The relationship between third-party funders and after-the-event (ATE) insurers is likely to change in the coming years, it was predicted this week – while a leading ATE insurer warned funders that the honeymoon is almost over and losses will soon start stacking up.
The changing market could see ATE insurers share in the upside of a successful case, and also co-insurance because of the risk of heavy losses.
Speaking at the Westminster Legal Policy Forum’s third-party funding conference earlier this week, Nick Rowles-Davies of funder Vannin Capital said insurers are increasingly asking for full or partial up-front premiums – which the end of recoverability will fuel – but said it is more likely that insurers and funders will look at new remuneration structures.
“It has always been suggested by the ATE market that funders take the same risk for a very different return. Maybe that is how things will change going forward, with ATE providers sharing more in the upside. But there is likely to be a change from the existing set-up. Funders may use the existing ATE market less and offer indemnities within their funding agreements or set up their own captives, as some do already.
“If we do see an increase in the demand for up-front premiums, which seems inevitable, then funding for those premiums is one solution, either from the third-party funding market or from law firms raising their own capital to use for funding of their cases.”
Phil Bellamy, group underwriting, ATE and special risks manager at DAS, said there were lessons for funders in the experiences of the ATE market as it matured. Pointing to the loss suffered in the Innovator One case – the first major loss in a funded case – he said: “I think some parts of the funding industry, are in the last few days of the honeymoon period, and one or two may even be on the flight home. The £10m Innovator loss will not be the last, nor will it be the biggest. Make no mistake, the litigation funding losses have only just begun.”
He said the rosy figures coming out of funders reminded him of the early days of standard ATE insurance, when for the first few years, insurers were posting profits without any thought of a robust reserving policy, or the dangers of the long tail costs liabilities, these risks carry.
“History teaches us that anybody can make profits in the early years, as the easy cases settle, premiums and funding multiples are received, and cash flow is good.

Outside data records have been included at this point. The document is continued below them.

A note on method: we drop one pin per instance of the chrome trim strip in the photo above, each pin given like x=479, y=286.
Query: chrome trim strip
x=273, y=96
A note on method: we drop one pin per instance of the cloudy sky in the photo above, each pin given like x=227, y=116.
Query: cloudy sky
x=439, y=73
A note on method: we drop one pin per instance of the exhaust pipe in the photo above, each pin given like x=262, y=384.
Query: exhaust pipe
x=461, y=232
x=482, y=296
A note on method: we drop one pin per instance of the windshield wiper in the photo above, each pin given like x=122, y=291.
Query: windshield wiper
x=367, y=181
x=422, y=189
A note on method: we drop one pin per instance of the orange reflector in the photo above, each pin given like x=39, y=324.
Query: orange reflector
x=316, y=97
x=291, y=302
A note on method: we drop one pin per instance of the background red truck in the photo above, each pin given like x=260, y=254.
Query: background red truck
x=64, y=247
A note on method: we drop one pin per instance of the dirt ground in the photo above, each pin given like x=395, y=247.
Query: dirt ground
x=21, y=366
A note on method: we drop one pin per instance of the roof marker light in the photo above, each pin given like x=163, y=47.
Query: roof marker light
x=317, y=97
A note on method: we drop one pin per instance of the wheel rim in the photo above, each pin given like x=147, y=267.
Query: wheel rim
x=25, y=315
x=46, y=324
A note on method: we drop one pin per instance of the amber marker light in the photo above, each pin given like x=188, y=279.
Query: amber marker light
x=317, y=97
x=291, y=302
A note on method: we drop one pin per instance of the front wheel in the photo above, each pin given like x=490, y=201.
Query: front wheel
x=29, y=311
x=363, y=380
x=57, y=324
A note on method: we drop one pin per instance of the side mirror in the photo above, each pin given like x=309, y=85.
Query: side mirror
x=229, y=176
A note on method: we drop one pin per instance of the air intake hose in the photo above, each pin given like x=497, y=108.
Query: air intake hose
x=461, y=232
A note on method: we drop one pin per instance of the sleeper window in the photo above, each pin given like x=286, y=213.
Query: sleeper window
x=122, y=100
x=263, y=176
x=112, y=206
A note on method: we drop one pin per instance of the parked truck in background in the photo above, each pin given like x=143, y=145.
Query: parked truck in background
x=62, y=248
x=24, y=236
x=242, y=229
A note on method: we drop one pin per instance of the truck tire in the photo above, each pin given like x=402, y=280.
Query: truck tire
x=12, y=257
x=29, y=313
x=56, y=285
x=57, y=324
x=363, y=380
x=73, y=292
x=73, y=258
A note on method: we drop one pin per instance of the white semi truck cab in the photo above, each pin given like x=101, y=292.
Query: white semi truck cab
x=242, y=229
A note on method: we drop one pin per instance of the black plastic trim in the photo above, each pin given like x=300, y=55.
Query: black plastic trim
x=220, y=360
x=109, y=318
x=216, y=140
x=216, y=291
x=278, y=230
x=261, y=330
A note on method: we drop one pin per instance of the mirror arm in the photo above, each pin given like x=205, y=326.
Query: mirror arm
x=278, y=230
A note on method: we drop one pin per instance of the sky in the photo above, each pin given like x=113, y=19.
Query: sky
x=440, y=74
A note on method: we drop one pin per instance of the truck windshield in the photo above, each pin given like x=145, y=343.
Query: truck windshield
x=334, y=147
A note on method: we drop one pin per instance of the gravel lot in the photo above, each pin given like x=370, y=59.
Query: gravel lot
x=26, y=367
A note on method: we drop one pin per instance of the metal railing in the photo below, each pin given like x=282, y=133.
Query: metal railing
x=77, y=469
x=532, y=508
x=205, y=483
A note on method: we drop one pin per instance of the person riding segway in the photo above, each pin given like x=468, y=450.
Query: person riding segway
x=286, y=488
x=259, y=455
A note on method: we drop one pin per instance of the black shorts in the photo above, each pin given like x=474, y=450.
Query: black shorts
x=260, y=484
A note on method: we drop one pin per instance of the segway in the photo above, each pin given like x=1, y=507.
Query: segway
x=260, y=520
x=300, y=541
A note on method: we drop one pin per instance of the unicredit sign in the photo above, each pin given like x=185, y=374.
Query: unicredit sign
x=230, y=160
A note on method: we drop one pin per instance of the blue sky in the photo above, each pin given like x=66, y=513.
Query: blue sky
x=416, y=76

Even the cases that are abandoned, or lose at trial, will not cost that much in the early years, and can be absorbed by previous income.
“However, when the honeymoon period eventually ended for early ATE insurers, somewhere between the fifth, sixth and seventh years of trading, when significant losses from failed trials far exceeded the premium income from previous winners, a domino effect of under-reserved insurers began to leave the market, leading to reduced capacity and thereafter higher premiums.”
While accepting that funded cases are more robustly vetted than standard ATE litigation, Mr Bellamy said that where funders see a prospects of success figure of 60%, underwriters see that as a risk of failure of 40% – “which is a significant possibility of loss, and usually a total loss”.
He continued: “I already hear that capacity in certain areas is reducing, as is the maximum limit of indemnity you can secure with just one insurer. Going forward, once another one or two big losses have hit the headlines, and burnt the current ATE insurers, I predict that it will be more likely than not, that you will secure your insurance needs, through a group of ATE insurers, each writing a line of up to £1m or so, in order to spread their risk, and reduce volatility as much as possible.”
This method of group co-insurance or layering will be assisted by an increase in capacity from the ATE providers, as more seek to diversify their books to mitigate the impact of the Jackson reforms, Mr Bellamy said.